= Adam Huber of Riesenpach =

Czech medical doctor, publisher and translator

Adam Huber of Riesenpach (Adam Huber z Riesenpachu, also called Adam Huber Meziříčský; Latinized as Huberus; 3 January 1545 – 23 June 1613) was a Czech medical doctor, publisher and translator of medical books. He served as the personal medical doctor to Emperor Rudolf II.

== Life and work ==
Huber was born in the Moravian town of Velké Meziříčí, possibly with the original surname of Hubeny. He studied medicine and philosophy at the universities of Wittenberg, Leipzig and Marburg before he joined Prague University in 1567. He also worked as a private tutor, and in 1577, he became a doctor of medicine. In 1578, he was given the title "of Riesenpach". He conducted dissections along with Jan Jesenius and gave medical lectures. He taught the ideas of Aristotle, Hippocrates and Galen and discussed the works of Leonhart Fuchs and Andreas Vesalius. He was elected provost in 1568 and was a supporter of the reform movement. He was active during the plague outbreak in Prague.
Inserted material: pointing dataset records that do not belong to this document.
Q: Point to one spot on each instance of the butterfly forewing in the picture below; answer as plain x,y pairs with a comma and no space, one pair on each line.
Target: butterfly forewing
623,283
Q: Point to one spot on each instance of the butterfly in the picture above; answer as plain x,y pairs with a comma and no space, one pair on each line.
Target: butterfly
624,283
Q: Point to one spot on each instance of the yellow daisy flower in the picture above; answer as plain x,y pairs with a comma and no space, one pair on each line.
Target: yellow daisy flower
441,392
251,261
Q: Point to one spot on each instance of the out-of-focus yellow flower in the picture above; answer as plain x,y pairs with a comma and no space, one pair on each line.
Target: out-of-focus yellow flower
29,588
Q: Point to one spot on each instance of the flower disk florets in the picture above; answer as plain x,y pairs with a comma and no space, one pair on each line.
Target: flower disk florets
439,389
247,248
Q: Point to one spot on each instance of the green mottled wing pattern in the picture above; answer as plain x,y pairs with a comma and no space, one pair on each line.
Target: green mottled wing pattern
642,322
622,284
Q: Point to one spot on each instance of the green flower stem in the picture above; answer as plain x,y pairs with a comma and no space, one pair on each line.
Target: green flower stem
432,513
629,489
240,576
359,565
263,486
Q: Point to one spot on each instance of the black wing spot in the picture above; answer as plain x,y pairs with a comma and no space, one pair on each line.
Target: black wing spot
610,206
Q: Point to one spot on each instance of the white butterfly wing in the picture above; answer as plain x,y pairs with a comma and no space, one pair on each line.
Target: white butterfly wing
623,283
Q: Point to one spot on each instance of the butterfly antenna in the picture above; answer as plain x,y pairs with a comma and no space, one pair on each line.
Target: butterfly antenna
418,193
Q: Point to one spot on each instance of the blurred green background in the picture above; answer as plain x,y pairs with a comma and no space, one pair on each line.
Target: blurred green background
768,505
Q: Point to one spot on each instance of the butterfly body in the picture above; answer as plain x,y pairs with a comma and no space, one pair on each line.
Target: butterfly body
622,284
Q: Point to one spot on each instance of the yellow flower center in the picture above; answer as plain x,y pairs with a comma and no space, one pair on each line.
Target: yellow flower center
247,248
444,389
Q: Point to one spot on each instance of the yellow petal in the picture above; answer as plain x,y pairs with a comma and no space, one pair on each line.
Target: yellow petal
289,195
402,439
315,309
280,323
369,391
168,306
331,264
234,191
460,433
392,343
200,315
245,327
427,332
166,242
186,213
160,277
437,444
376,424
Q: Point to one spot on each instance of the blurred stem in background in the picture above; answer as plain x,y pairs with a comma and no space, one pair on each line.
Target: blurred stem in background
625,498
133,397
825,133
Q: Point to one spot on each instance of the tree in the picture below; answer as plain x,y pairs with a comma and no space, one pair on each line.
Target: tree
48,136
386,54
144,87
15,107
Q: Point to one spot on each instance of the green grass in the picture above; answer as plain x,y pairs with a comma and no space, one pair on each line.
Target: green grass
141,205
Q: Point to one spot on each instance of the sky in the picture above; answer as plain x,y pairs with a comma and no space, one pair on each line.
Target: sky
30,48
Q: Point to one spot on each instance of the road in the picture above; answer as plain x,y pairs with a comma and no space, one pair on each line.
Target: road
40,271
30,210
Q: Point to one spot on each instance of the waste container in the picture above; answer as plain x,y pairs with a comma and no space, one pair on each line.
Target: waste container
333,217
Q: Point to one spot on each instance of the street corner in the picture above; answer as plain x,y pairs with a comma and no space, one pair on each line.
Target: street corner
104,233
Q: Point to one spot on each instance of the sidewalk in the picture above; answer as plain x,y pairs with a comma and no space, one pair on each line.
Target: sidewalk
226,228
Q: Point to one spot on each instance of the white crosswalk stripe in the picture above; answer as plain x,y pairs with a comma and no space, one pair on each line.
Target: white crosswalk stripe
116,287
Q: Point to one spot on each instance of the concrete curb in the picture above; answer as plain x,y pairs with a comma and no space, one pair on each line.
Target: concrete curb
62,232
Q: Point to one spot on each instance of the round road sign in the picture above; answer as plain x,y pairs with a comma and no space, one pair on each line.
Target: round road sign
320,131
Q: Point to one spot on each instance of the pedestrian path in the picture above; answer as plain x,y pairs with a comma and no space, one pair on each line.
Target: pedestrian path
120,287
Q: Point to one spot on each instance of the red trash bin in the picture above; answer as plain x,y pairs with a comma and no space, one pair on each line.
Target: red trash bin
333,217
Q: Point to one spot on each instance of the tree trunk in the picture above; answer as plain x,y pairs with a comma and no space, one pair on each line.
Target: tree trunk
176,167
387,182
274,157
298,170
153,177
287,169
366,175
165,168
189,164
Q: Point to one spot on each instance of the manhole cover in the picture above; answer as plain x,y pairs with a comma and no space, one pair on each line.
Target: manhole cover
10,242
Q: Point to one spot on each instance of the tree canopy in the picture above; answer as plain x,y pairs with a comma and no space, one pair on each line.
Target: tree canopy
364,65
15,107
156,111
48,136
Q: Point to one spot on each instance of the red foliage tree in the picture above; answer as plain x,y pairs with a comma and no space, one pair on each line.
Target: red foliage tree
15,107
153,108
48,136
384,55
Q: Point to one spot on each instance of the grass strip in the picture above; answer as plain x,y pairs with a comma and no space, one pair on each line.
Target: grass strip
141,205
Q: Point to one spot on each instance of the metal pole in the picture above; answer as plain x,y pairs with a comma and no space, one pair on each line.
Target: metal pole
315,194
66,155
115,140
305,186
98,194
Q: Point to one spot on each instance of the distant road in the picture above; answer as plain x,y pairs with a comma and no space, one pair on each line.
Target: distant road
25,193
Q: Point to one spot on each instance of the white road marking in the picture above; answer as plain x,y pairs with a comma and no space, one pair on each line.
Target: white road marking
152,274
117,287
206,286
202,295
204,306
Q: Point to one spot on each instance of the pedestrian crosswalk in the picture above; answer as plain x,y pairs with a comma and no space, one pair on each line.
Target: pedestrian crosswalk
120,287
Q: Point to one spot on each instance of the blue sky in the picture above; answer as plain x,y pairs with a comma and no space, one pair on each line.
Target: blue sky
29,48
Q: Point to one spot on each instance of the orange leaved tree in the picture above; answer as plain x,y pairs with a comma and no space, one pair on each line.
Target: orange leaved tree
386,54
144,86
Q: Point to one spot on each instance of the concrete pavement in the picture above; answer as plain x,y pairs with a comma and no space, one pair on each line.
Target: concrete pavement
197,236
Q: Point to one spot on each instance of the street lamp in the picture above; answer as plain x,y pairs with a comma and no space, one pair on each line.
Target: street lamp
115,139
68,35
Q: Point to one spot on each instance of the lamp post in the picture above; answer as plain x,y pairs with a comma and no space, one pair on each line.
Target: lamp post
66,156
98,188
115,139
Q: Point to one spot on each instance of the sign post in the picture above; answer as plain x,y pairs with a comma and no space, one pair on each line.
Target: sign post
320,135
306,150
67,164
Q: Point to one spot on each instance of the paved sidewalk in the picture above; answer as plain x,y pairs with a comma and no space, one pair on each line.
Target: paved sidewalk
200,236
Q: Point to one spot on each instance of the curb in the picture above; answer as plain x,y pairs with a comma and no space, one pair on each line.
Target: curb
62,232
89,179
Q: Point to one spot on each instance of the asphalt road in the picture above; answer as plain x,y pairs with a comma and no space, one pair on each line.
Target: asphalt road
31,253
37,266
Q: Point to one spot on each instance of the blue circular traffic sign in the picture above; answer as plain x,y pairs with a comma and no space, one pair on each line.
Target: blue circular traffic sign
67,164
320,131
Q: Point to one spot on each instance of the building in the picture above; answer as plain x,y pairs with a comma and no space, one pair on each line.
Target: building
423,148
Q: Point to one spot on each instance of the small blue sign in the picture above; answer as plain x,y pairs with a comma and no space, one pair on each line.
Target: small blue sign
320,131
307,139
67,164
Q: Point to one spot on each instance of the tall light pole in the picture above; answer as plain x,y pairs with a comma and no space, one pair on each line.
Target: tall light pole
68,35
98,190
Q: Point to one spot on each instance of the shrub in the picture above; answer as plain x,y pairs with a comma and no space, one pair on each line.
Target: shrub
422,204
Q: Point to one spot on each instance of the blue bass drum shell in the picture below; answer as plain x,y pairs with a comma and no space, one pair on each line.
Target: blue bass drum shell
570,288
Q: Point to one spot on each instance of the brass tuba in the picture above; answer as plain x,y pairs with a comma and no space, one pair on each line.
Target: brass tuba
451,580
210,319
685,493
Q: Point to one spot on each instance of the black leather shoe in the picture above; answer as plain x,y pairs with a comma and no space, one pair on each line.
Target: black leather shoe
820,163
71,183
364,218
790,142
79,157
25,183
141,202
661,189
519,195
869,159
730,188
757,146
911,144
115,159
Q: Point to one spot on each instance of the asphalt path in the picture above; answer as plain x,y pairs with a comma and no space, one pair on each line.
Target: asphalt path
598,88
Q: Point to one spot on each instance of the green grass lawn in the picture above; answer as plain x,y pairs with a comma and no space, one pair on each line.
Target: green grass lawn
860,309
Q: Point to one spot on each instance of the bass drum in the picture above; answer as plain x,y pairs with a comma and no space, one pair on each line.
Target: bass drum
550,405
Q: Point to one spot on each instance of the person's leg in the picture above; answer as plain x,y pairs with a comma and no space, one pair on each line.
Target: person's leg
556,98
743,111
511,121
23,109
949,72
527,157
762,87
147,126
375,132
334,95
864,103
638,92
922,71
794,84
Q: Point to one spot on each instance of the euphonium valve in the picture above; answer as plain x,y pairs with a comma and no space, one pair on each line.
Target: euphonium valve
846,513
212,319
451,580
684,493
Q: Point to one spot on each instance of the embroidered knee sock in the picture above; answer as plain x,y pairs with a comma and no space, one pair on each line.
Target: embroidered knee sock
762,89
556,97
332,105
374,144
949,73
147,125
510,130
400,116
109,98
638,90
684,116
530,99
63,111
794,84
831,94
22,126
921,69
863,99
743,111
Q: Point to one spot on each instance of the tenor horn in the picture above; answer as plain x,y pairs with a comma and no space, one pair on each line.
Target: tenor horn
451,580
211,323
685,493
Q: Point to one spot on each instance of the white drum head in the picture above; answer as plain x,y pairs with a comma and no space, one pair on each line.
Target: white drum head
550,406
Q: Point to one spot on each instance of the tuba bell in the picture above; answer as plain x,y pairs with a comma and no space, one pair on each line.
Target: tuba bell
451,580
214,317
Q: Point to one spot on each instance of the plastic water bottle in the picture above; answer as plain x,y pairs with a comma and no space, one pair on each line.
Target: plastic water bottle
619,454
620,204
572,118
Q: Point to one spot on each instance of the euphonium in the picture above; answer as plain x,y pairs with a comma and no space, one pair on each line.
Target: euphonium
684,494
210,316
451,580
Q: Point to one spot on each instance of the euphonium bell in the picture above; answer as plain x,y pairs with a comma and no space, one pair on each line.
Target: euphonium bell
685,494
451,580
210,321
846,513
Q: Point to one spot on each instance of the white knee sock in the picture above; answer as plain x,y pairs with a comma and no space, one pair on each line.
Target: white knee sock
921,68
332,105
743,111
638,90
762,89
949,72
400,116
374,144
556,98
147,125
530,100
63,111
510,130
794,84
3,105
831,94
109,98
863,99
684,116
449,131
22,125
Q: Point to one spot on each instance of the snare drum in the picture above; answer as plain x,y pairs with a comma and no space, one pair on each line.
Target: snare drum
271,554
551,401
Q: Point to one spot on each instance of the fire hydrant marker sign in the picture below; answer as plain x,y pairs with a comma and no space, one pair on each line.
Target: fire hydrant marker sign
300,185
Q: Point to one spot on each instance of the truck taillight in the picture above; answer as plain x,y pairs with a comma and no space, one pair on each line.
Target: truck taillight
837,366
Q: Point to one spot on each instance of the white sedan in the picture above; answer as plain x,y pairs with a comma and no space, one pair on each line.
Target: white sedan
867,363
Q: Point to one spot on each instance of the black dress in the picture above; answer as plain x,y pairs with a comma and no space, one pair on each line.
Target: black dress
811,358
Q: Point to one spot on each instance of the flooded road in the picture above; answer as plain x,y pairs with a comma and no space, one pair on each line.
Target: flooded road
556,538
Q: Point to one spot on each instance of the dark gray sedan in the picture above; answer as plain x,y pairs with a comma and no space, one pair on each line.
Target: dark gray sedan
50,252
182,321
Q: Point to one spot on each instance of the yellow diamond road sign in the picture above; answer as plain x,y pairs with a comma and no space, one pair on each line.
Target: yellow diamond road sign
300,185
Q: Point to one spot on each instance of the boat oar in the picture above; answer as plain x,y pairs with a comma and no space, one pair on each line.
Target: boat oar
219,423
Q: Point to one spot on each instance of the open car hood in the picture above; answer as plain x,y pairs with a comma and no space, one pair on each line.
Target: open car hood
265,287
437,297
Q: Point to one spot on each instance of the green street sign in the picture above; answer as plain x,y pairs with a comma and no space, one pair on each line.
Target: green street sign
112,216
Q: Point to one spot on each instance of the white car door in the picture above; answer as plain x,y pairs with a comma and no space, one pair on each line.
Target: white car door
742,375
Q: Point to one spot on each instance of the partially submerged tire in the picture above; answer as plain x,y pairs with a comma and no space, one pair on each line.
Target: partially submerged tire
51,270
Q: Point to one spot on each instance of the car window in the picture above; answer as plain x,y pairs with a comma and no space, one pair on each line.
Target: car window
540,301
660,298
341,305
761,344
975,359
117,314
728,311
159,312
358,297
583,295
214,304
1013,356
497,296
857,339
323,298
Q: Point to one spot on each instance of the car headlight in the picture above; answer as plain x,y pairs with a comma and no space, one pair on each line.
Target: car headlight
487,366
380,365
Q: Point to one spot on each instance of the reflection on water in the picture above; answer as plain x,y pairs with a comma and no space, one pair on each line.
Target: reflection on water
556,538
He married in 1580 and left his university position and became the town's medical doctor in Litoměřice. He started a private Gymnasium Huberianum in Prague, apart from medical practice, running a pharmacy and brewery. In 1596, he translated and published Pietro Andrea Mattioli's herbarium as Herbář aneb Bylinář vysoce učeného a vznešeného P. Doktora Petra Ondřege Mathiola. He also collaborated with Adam Zalužanský of Zalužany and had a wide network of correspondents, including the politician Václav Budovec of Budov, the chemists Matthias Borbonius and Oswald Croll, and the professor Johann Heinrich Alsted. In 1611, he returned to the university when the rules of celibacy for professors were removed. He served as chancellor of the university in 1612–1613. In his inaugural lecture, he spoke about medicine being "the noblest art, most useful for all mankind". He died from a stroke at the age of 68.